Re: [PATCH v1] Fix parsing of a complex type that has an array of complex types

From: Tom Lane <tgl(at)sss(dot)pgh(dot)pa(dot)us>
To: Arjan Marku <arjanmarku02(at)gmail(dot)com>
Cc: pgsql-hackers(at)postgresql(dot)org
Subject: Re: [PATCH v1] Fix parsing of a complex type that has an array of complex types
Date: 2024-07-15 19:15:44
Message-ID: 3190309.1721070944@sss.pgh.pa.us
Views: Raw Message | Whole Thread | Download mbox | Resend email
Thread:
Lists: pgsql-hackers

Arjan Marku <arjanmarku02(at)gmail(dot)com> writes:
> INSERT INTO item_2d_table VALUES(1, '(1,{{("inv a",42,1.99),("inv
> b",42,1.99)},{("inv c",42,1.99),("inv d",42,2)}})');

> The INSERT statement will fail due to how complex types are parsed, I
> have included a patch in this email to support this scenario.

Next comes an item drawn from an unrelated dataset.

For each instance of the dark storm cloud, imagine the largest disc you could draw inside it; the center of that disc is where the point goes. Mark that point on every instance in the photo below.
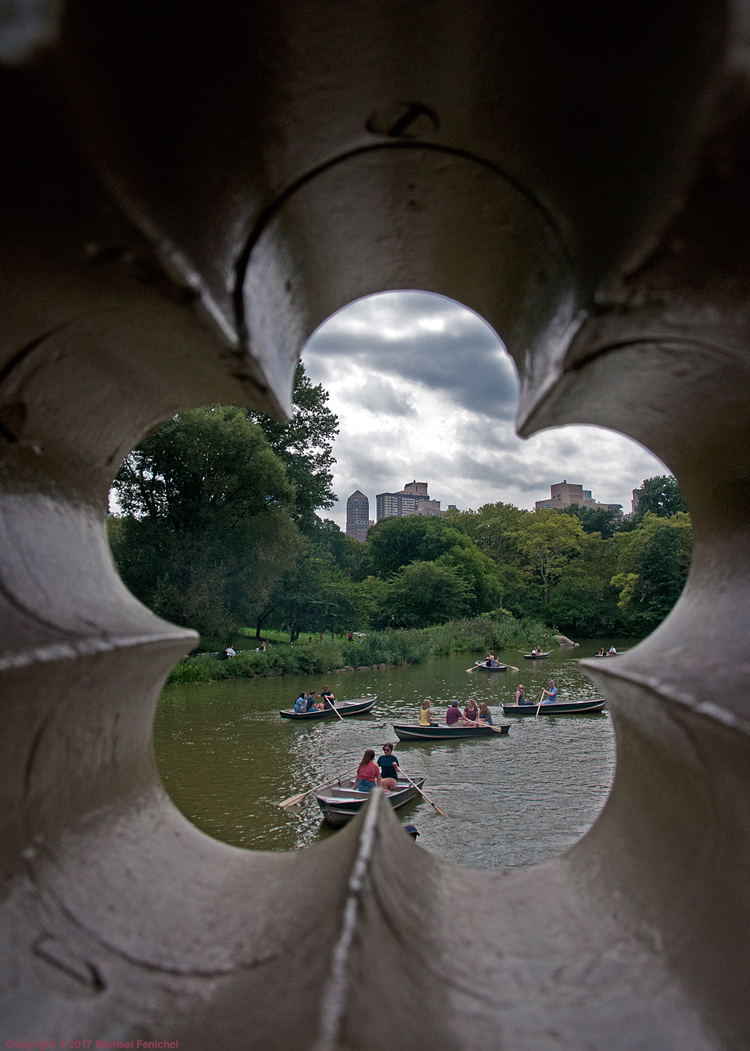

The actual problem with this input is that it's inadequately quoted.
The record fields need to be quoted according to the rules in

https://www.postgresql.org/docs/current/rowtypes.html#ROWTYPES-IO-SYNTAX

and then in the field that is an array, the array elements need to be
quoted according to the rules in

https://www.postgresql.org/docs/current/arrays.html#ARRAYS-IO

and then the innermost record fields need yet another level of quoting
(well, you might be able to skip that given that there are no special
characters in this particular data, but in general you'd have to).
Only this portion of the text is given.